FADEL: Do you feel different participating in a transgender pageant than you did...

MARTIN: Most definitely.

FADEL: Yeah. Because this was you. This is...

MARTIN: Most definitely.

FADEL: Yeah.

MARTIN: And the mere fact that I could walk around loud and proud and keep my head held high with this sash that says Miss Transgender South Africa - my word. If I could literally explain how that feels and how that still makes me feel - just saying it out loud - it's just sickening. It's insane. It's so liberating.

FADEL: Chedino, though, it's amazing you didn't have a place to compete. And then after your surgery, both types of pageants didn't want you. And so you created a place. That's incredible.

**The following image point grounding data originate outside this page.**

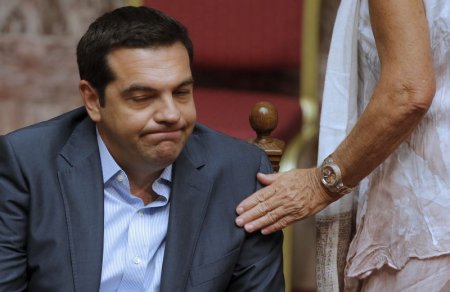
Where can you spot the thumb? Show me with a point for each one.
(267, 179)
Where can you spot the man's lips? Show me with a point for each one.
(164, 135)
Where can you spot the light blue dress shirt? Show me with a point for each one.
(134, 233)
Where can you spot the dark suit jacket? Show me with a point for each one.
(51, 213)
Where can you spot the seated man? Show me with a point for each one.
(128, 193)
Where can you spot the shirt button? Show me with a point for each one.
(137, 260)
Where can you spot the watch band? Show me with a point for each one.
(331, 178)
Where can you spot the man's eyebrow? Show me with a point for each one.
(146, 88)
(187, 82)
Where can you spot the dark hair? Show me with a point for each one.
(125, 27)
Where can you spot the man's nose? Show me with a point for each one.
(167, 111)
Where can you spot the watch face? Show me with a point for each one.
(329, 176)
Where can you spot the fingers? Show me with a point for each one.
(267, 179)
(272, 221)
(253, 200)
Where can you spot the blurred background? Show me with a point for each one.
(245, 51)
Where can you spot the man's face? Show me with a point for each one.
(149, 109)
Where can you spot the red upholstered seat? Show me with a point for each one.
(234, 42)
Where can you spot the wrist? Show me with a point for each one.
(330, 176)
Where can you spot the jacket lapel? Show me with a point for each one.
(188, 204)
(81, 182)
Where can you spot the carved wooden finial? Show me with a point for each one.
(264, 119)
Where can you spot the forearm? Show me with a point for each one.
(403, 94)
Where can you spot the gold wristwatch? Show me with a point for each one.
(331, 178)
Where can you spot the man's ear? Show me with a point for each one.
(91, 100)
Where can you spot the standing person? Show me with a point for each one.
(128, 193)
(385, 127)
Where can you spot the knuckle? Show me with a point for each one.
(263, 207)
(272, 217)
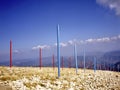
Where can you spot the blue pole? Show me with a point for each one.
(84, 61)
(58, 50)
(94, 64)
(75, 55)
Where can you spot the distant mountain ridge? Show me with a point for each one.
(108, 59)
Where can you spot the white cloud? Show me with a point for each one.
(112, 4)
(41, 46)
(62, 44)
(16, 51)
(90, 40)
(70, 42)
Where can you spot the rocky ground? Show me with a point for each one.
(33, 78)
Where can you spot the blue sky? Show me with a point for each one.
(31, 24)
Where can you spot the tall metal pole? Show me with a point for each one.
(94, 64)
(69, 62)
(62, 63)
(53, 62)
(58, 50)
(75, 55)
(84, 61)
(40, 58)
(10, 53)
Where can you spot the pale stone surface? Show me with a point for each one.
(31, 78)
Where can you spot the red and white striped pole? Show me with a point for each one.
(10, 53)
(40, 58)
(70, 62)
(62, 63)
(53, 60)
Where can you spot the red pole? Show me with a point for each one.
(53, 62)
(10, 53)
(40, 58)
(62, 63)
(70, 62)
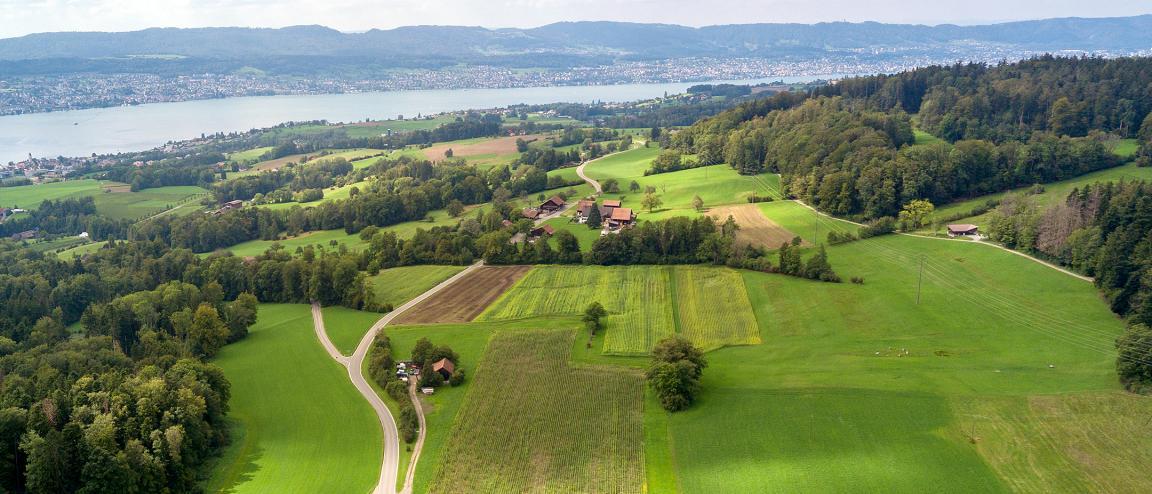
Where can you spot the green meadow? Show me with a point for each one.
(399, 285)
(1052, 192)
(298, 425)
(857, 387)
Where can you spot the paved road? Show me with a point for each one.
(389, 468)
(419, 440)
(1081, 276)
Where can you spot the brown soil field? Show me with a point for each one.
(465, 298)
(499, 145)
(755, 228)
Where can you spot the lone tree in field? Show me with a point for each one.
(592, 316)
(651, 202)
(916, 213)
(593, 218)
(675, 372)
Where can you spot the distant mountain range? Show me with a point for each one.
(577, 42)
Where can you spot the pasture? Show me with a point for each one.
(717, 184)
(325, 238)
(755, 228)
(857, 387)
(81, 250)
(29, 197)
(399, 285)
(645, 304)
(465, 298)
(523, 432)
(298, 424)
(113, 199)
(148, 202)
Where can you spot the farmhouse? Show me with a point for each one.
(445, 367)
(621, 218)
(963, 230)
(540, 232)
(24, 235)
(552, 205)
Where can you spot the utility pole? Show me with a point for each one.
(816, 227)
(919, 282)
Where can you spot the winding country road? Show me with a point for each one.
(389, 468)
(580, 172)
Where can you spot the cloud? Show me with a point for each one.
(20, 17)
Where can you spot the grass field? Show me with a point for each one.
(119, 204)
(249, 154)
(465, 297)
(802, 221)
(81, 250)
(29, 197)
(399, 285)
(353, 242)
(523, 432)
(148, 202)
(717, 184)
(1127, 147)
(298, 425)
(346, 326)
(1052, 192)
(858, 388)
(639, 301)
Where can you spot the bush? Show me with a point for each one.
(457, 378)
(398, 389)
(756, 198)
(879, 226)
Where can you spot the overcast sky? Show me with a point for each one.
(19, 17)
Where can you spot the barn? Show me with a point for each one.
(955, 230)
(445, 367)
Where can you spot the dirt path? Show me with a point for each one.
(389, 466)
(410, 476)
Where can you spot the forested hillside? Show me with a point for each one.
(849, 149)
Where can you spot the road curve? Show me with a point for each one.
(410, 476)
(389, 471)
(580, 172)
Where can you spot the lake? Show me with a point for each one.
(137, 128)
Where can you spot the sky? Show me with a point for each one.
(19, 17)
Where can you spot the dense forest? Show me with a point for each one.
(848, 149)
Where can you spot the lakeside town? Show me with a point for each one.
(84, 90)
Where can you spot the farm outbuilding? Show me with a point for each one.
(445, 367)
(963, 230)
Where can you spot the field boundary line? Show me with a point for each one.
(389, 469)
(1038, 260)
(1041, 261)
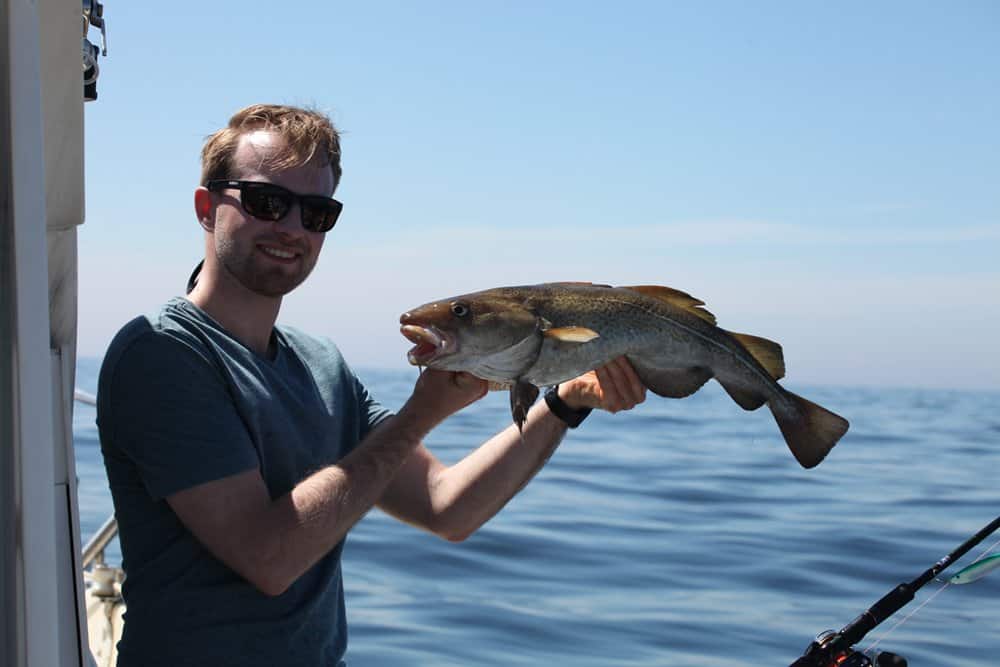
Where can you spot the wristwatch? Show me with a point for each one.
(571, 417)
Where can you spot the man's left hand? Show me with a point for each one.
(612, 387)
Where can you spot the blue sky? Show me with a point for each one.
(824, 175)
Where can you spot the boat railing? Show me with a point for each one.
(93, 552)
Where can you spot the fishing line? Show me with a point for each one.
(946, 584)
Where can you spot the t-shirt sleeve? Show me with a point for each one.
(371, 413)
(171, 414)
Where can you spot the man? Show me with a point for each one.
(239, 453)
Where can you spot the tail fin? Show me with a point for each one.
(810, 430)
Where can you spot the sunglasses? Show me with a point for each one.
(267, 201)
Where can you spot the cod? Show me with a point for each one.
(540, 335)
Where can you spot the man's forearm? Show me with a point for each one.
(474, 489)
(318, 512)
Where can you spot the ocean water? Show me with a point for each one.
(680, 533)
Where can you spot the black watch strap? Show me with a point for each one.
(573, 418)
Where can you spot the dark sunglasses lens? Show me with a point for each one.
(320, 214)
(266, 201)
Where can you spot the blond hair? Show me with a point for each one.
(308, 135)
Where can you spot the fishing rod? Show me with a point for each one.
(836, 649)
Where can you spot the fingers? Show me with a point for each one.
(449, 392)
(467, 382)
(621, 388)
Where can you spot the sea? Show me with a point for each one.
(679, 533)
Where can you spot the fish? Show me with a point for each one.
(976, 571)
(533, 336)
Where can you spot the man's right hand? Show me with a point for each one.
(440, 394)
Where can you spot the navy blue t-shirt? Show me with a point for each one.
(181, 402)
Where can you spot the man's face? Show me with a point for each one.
(268, 258)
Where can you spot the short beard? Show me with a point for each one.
(243, 268)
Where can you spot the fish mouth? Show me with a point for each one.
(430, 344)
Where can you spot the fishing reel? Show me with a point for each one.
(821, 653)
(93, 15)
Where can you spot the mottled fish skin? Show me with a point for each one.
(546, 334)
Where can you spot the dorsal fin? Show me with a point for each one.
(675, 298)
(767, 353)
(571, 334)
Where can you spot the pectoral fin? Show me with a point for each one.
(672, 382)
(571, 334)
(522, 397)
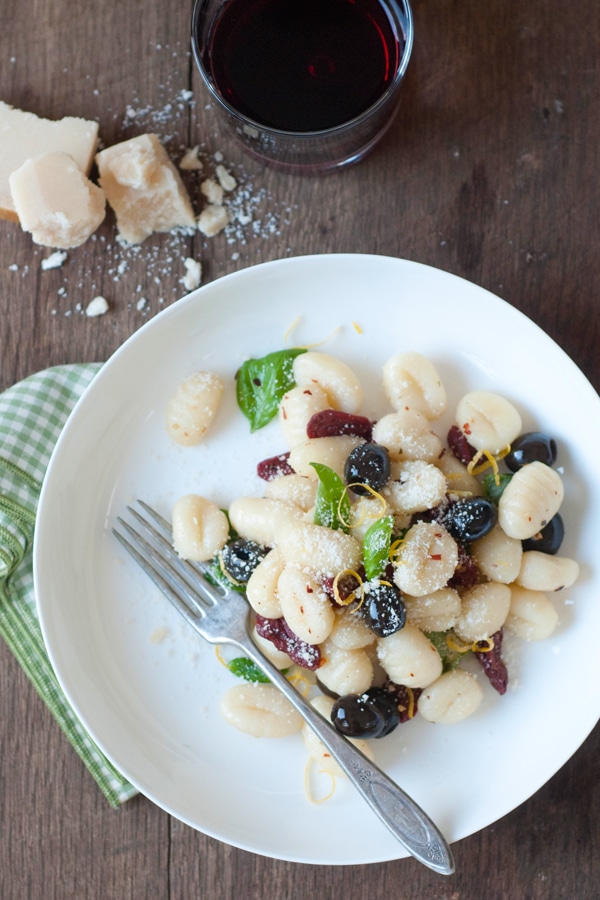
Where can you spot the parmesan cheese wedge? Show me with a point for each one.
(144, 188)
(23, 136)
(55, 201)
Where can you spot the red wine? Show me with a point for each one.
(303, 65)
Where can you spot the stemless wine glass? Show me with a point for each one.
(305, 86)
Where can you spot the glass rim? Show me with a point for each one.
(305, 135)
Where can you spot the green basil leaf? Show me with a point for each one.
(450, 658)
(215, 575)
(494, 491)
(261, 383)
(246, 669)
(376, 546)
(332, 503)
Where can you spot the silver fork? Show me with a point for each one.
(222, 616)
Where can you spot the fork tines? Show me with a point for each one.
(149, 540)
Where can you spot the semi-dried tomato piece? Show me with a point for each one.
(467, 573)
(492, 663)
(307, 656)
(459, 445)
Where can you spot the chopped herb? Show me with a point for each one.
(494, 491)
(246, 669)
(450, 657)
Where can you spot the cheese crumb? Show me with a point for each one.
(190, 160)
(55, 260)
(144, 188)
(226, 179)
(193, 275)
(213, 219)
(55, 201)
(212, 191)
(97, 307)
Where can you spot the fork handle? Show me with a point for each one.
(399, 812)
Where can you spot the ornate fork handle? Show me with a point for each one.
(218, 617)
(399, 812)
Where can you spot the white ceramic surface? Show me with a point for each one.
(148, 689)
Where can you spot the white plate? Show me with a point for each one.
(148, 689)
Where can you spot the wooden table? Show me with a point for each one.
(489, 172)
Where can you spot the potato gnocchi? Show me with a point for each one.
(387, 558)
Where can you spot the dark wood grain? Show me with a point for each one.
(490, 172)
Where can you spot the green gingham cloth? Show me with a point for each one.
(32, 415)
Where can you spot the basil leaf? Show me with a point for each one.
(261, 383)
(332, 503)
(494, 491)
(376, 546)
(215, 575)
(450, 658)
(246, 669)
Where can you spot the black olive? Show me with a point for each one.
(240, 558)
(354, 716)
(470, 519)
(387, 706)
(383, 609)
(533, 446)
(549, 539)
(367, 464)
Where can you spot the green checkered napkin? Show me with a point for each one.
(32, 414)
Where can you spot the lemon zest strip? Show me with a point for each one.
(489, 646)
(364, 515)
(338, 599)
(301, 684)
(454, 643)
(490, 460)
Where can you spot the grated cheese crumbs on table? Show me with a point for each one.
(97, 307)
(55, 260)
(248, 211)
(213, 191)
(190, 161)
(213, 219)
(225, 179)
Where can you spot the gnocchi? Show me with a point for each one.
(200, 528)
(490, 421)
(340, 383)
(260, 710)
(365, 580)
(411, 380)
(193, 407)
(531, 498)
(452, 698)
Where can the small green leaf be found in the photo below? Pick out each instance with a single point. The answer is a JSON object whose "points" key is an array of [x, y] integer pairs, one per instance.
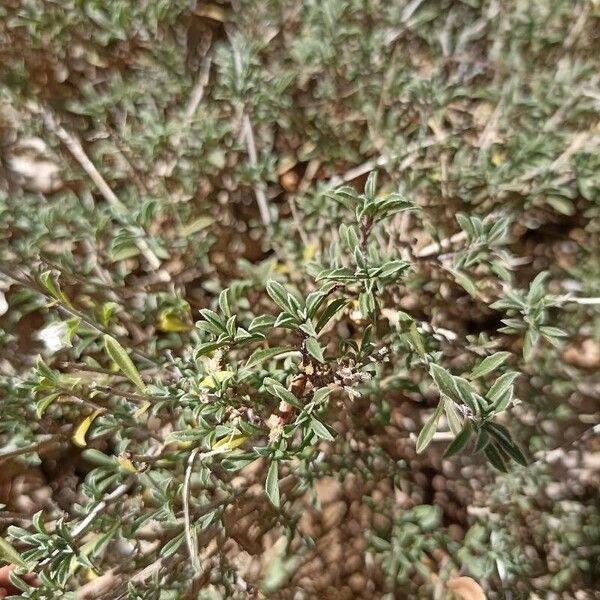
{"points": [[321, 430], [42, 405], [501, 386], [429, 428], [10, 555], [263, 354], [172, 545], [279, 295], [465, 282], [119, 356], [489, 364], [272, 484], [454, 421], [416, 340], [330, 310], [314, 349]]}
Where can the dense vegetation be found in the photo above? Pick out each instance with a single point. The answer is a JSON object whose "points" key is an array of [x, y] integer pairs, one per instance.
{"points": [[300, 298]]}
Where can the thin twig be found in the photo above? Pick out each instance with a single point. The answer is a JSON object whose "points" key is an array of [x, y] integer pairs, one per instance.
{"points": [[76, 149], [198, 90], [248, 135], [189, 540]]}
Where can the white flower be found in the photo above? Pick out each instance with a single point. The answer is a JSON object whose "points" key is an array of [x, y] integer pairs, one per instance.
{"points": [[55, 336]]}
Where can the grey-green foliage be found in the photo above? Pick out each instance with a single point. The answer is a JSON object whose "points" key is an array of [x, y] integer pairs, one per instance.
{"points": [[474, 122]]}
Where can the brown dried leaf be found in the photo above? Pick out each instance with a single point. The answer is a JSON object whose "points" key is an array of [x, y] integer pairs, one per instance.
{"points": [[466, 588]]}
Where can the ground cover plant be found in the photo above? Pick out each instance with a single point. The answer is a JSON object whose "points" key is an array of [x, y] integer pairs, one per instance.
{"points": [[299, 300]]}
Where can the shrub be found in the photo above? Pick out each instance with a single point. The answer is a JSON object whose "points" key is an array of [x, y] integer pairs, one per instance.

MARTIN: I've always had this mindset that nothing is ever as it seems. In that moment in time, you might feel completely down and out. You might feel that there's nowhere to turn. I mean, it took a long time for me to realize this because, I mean, I tried to commit suicide twice already.

And that basically made me stronger because once I started realizing that if I started living my truth and stopped backing down, people's perception of me started changing. The way they looked at me started changing. The way they spoke to me and about me started changing. And once I had the support of my family and when I met the love of my life, it just felt like my support system became full circle.

FADEL: Chedino Rodriguez Martin, thank you so much for talking to us.

MARTIN: Thank you so, so much for having me.